Malacostraca Podophthalmata Britanniae; or, descriptions of such British species of the Linnean genus Cancer as have their eyes elevated on footstalks. Illustrated with figures of all the species, by James Sowerby.
London, printed by B. Meredith, published and sold by James Sowerby, 1815. 4to (295 x 230mm). pp. (4), (96), with 47 (5 folded or double-page) handcoloured engraved plates. Recent half calf, spine with black gilt lettered label. [Together with:] SOWERBY, G.B. Malacostraca Podopthalmata Britanniae ... continued and completed, with a new generic and specific index to the whole, and seven new plates. London, Bernard Quaritch, 1875. 4to (365 x 260mm). pp. (28), with 7 (1 double-page) handcoloured engraved plates. Publisher's blue printed wrappers (a bit worn).

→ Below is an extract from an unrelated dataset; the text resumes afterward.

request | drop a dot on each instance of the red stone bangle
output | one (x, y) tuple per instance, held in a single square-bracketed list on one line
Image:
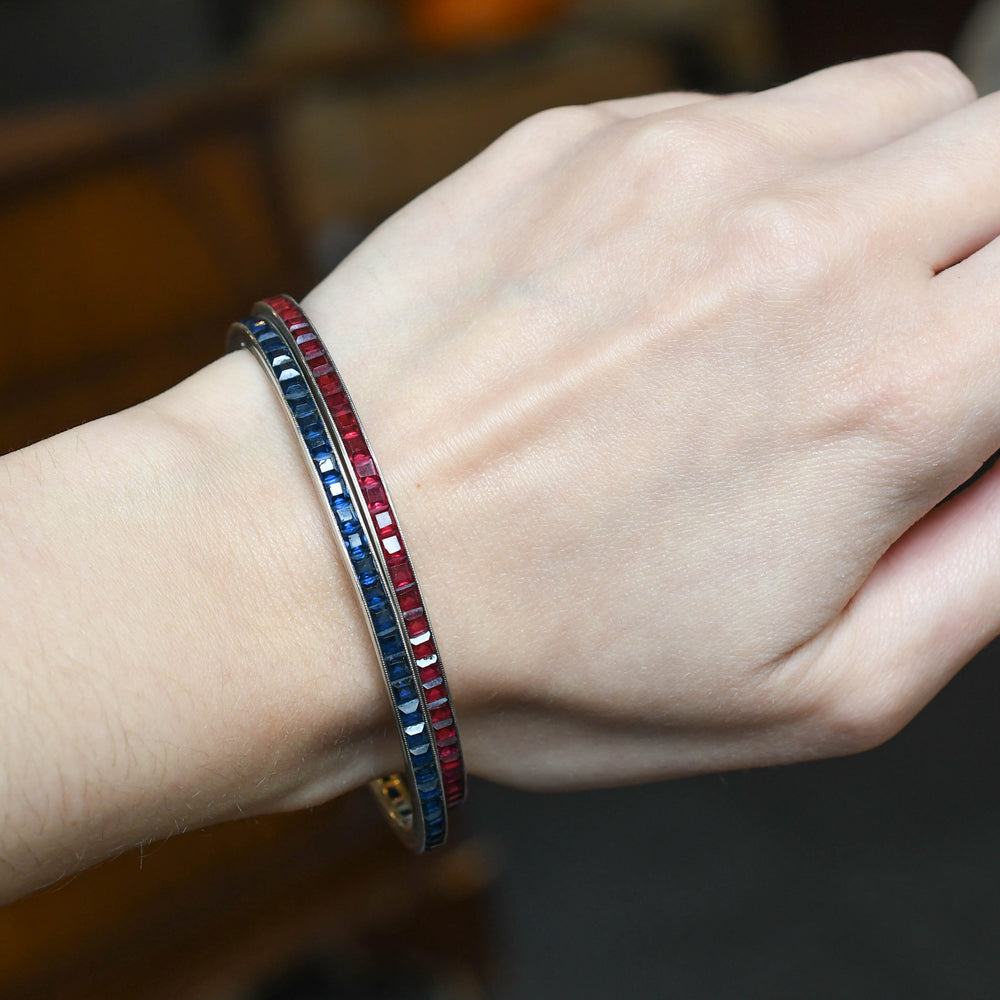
[(392, 552)]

One of the most splendid works on Crustacea ever published and comparable to J.F.W. Herbst's work on the Crustacea published 23 years earlier. The work was published in 19 parts and the concluding double issue by George Brettingham Sowerby was published over a half century afterwards by the antiquarian bookseller Bernard Quaritch, who had bought the remaining stock of the foregoing issues. Having been published over such a long period complete copies are very rare. The work is dedicated to Sir Joseph Banks, who may both have supported his application to the Museum, and his candidature to the Royal Society. William Elford Leach (1790-1836) was an English zoologist and marine biologist and assistant keeper of the Zoological Department at the British Museum. "In 1813, when Konig was appointed Keeper of the Natural History Departments, he was given an assistant, William Elford Leach (1790-1836), perhaps one of the more brilliant minds to enter the Museum. In every generation English science has been fortunate in attracting men with intuitive feel for nature who by their gift and enthusiasm infect others and leave their inspiration planted in those who follow. Anyone, who knew Leach and even the greater number who did not, came to revere his memory and example. After over a century and half, in spite of the shortness of his service, he stands out from his contemporaries as a 'profound naturalist'" (Gunther, The Founders of Science at the British Museum p. 49). Nissen ZBI, 2404; B.M. (Nat. Hist.) III , 1071.